Sayles, who came to First Baptist in 2001, previously served congregations in Georgia, Maryland, Texas and Missouri. Other prominent CBF pastorates include Kirkwood Baptist Church in St. Louis and Woodland Baptist Church in San Antonio, Texas.
A graduate of Southern Baptist Theological Seminary with a D.Min. from Candler School of Theology of Emory University, Sayles is a past member of the CBF Coordinating Council.
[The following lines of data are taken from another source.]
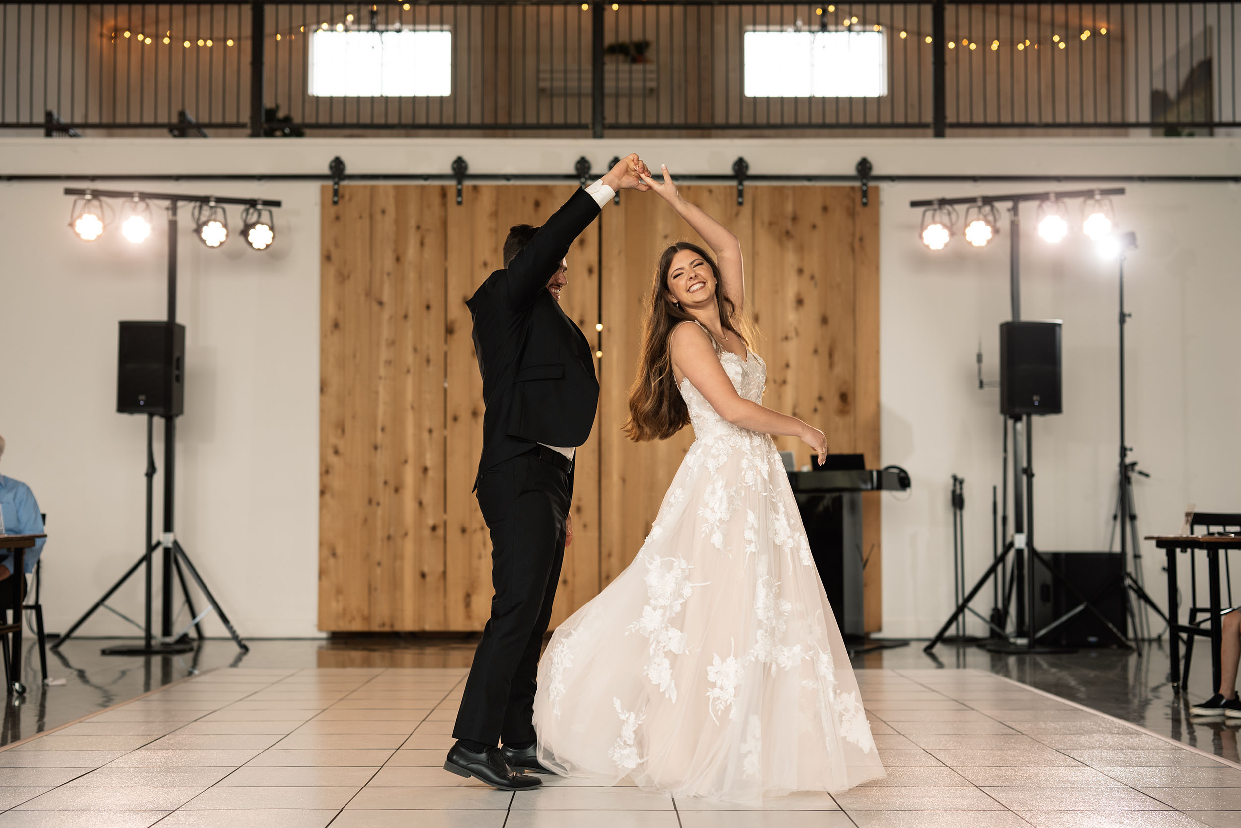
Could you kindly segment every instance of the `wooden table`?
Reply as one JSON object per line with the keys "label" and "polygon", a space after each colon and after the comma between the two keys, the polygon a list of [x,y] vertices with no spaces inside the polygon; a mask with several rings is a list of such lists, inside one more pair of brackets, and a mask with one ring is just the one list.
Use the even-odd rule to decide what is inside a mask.
{"label": "wooden table", "polygon": [[[1172,689],[1174,693],[1181,691],[1180,675],[1180,634],[1204,636],[1211,639],[1211,693],[1220,686],[1220,641],[1222,631],[1220,627],[1220,552],[1230,549],[1241,549],[1241,535],[1147,535],[1147,540],[1153,540],[1158,549],[1164,550],[1168,557],[1168,655],[1172,659]],[[1180,623],[1180,608],[1176,598],[1176,552],[1201,549],[1206,551],[1206,578],[1210,591],[1210,631],[1193,624]]]}
{"label": "wooden table", "polygon": [[7,586],[11,591],[15,622],[4,623],[7,621],[7,613],[0,618],[0,636],[12,636],[9,652],[9,686],[6,688],[10,694],[26,691],[26,685],[21,683],[21,587],[26,580],[26,550],[42,538],[47,538],[47,535],[0,535],[0,549],[12,550],[12,575],[5,581],[0,581],[0,590]]}

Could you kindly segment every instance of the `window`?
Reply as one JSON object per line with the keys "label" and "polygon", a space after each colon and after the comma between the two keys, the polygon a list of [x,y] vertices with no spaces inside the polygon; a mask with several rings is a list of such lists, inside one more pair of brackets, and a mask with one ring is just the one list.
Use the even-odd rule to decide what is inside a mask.
{"label": "window", "polygon": [[450,31],[316,31],[310,94],[411,98],[452,94]]}
{"label": "window", "polygon": [[746,97],[884,97],[884,38],[881,31],[747,31]]}

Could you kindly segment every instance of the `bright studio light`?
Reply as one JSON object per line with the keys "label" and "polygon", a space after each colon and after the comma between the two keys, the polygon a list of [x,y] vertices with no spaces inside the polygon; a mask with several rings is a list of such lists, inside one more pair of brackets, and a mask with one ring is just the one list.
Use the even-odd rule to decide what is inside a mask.
{"label": "bright studio light", "polygon": [[276,241],[272,211],[258,205],[248,205],[241,214],[242,236],[254,250],[267,250]]}
{"label": "bright studio light", "polygon": [[1101,199],[1098,192],[1093,199],[1082,202],[1082,232],[1098,241],[1112,232],[1116,226],[1116,214],[1111,199]]}
{"label": "bright studio light", "polygon": [[1069,235],[1065,202],[1055,196],[1039,205],[1039,236],[1050,245],[1059,245]]}
{"label": "bright studio light", "polygon": [[948,205],[937,205],[922,211],[922,243],[931,250],[943,250],[952,240],[952,225],[957,212]]}
{"label": "bright studio light", "polygon": [[997,221],[994,205],[969,205],[965,210],[965,241],[974,247],[985,247],[995,237]]}
{"label": "bright studio light", "polygon": [[108,206],[96,199],[89,192],[73,201],[73,210],[69,212],[69,227],[84,242],[93,242],[103,235],[105,226],[105,214]]}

In 2004 he served on a task force to explore CBF participation in the Baptist World Alliance.
He spoke at the [Baptist] Conference on Sexuality and Covenant, co-sponsored by CBF and Mercer University in 2012, and at the annual Church Benefits Board luncheon at the CBF General Assembly in Greensboro, N.C., in 2013.
In 2010, he presided over the funeral of Cecil Sherman, the first CBF coordinator and a former pastor at First Baptist Church in Asheville. Last year Sayles was named co-chair of a committee charged with a “discernment process” about the future of the Cooperative Baptist Fellowship of North Carolina to report in 2014.
Sayles said his only symptom is extreme fatigue, and he is curtailing activities such as answering individual e-mails. He set up a website at Caring Bridge, where he plans to post updates and receive messages.
He said his first appointment at Duke is Thursday, and he plans to work until his stem-cell transplant as his energy level permits.
“Pray that I will be wise and courageous — wise in decision-making about treatment and about my use of time and energy; courageous in my willingness to love and be loved,” Sayles said. “I am not used to being in the position I am now in, so I get to learn many lessons about myself, about God, and about the mysteries of mercy and the power of weakness and about the joy of vulnerability.”
“I want to be curious, open, hopeful and humble,” he said. “I am on an adventure I didn’t expect would begin now. As I take this journey, I am sustained by my conviction that God does not cause our trouble and pain, but God loves us too much to waste them.”